Impaired insulin secretion and glucose tolerance in β cell-selective CaV1.2 Ca2+ channel null mice

Insulin is secreted from pancreatic beta cells in response to an elevation of cytoplasmic Ca2+ resulting from enhanced Ca2+ influx through voltage-gated Ca2+ channels. Mouse beta cells express several types of Ca2+ channel (L-, R- and possibly P/Q-type). beta cell-selective ablation of the gene encoding the L-type Ca2+ channel subtype Ca(v)1.2 (betaCa(v)1.2(-/-) mouse) decreased the whole-cell Ca2+ current by only similar to45%, but almost abolished first-phase insulin secretion and resulted in systemic glucose intolerance. These effects did not correlate with any major effects on intracellular Ca2+ handling and glucose-induced electrical activity.
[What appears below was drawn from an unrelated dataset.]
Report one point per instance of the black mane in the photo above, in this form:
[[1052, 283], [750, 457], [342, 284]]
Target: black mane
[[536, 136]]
However, high-resolution capacitance measurements of exocytosis in single beta cells revealed that the loss of first-phase insulin secretion in the betaCa(v)1.2(-/-) mouse was associated with the disappearance of a rapid component of exocytosis reflecting fusion of secretory granules physically attached to the Ca(v)1.2 channel. Thus, the conduit of Ca2+ entry determines the ability of the cation to elicit secretion.